Here we have a type of novel of which I’d like to see more: an unabashed throwback to the type of high-class, speculatively-charged porn lit that flourished in the late 1960s and early 70s, courtesy of imprints like Essex House and Olympia Press. Obviously those publishers are no longer in business, nor are the types of books they put out too popular these days. In the nineties, at least, there was a brief resurgence of interest in such fare, of which RAIN is a standout example.
Guillermo Bosch was a political dissident who (as stated by RAIN’S author bio) spent a decade in exile in order to avoid prison time. That experience would appear to be reflected in this book, set in a world parched by a seemingly never-ending drought where the novel’s narrator, a guy named Sandro, embarks on a visionary ramble.

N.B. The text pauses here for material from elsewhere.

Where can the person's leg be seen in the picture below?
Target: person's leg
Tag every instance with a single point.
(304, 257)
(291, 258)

This being an “Adult Fairy Tale” (emphasis on Adult), Sandro’s quest involves a lot of microscopically described sexual activity with a large number of women. It also has a hectoring, self-righteous air that’s evident in the oft-pretentious metaphoric proclamations that begin each chapter (example: “Reality is the core of an illusory onion”) and back cover blurb by the late Timothy Leary, who clearly recognized an echo of his own know-it-all proclivities in the text.

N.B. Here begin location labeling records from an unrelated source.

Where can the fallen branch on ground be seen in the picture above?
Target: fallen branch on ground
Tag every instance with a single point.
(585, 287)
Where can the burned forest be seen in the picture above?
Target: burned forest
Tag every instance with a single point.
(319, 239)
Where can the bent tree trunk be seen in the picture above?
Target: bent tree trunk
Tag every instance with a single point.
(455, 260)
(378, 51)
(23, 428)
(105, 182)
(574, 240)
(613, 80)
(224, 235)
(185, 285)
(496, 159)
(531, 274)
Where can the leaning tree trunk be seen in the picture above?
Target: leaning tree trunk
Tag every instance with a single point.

For the most part, however, RAIN is quite strong, with robust prose and erotic descriptions that encompass a wide variety of sexual acts without ever repeating themselves. Sandro is a bit of a nonentity, being a largely reactive character, yet the sexually-charged ordeals he’s put through are impressive in their imaginative breadth and real-life resonance.

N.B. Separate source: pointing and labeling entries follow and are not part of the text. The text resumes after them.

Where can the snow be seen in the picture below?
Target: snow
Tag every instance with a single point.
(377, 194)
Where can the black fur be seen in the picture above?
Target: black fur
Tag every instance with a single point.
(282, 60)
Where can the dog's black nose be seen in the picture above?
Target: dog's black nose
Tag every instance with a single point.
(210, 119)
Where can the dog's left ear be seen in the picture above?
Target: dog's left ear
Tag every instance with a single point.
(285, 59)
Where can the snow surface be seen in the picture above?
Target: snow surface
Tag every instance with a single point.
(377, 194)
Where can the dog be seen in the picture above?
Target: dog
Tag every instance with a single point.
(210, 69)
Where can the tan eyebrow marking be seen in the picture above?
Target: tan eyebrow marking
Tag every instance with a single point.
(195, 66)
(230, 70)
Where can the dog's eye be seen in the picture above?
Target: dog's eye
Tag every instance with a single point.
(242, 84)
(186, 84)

In the course of this book Sandro is ravished by an insatiable gypsy babe, inducted into a terrorist cell led by a vengeance-obsessed (and very horny) revolutionary, given an abnormally large penis by a supernaturally-endowed sorceress, subjected to horrific torture by corrupt authority figures, and proclaimed the Chosen One who will lead this world out of drought and herald new golden age.
It’s all quite readable, even for those who don’t care for erotic fiction. The book, in fact, might conceivably read fine without the sexual content, although, as with all porn lit, the lasciviousness is quite important to the overall effect.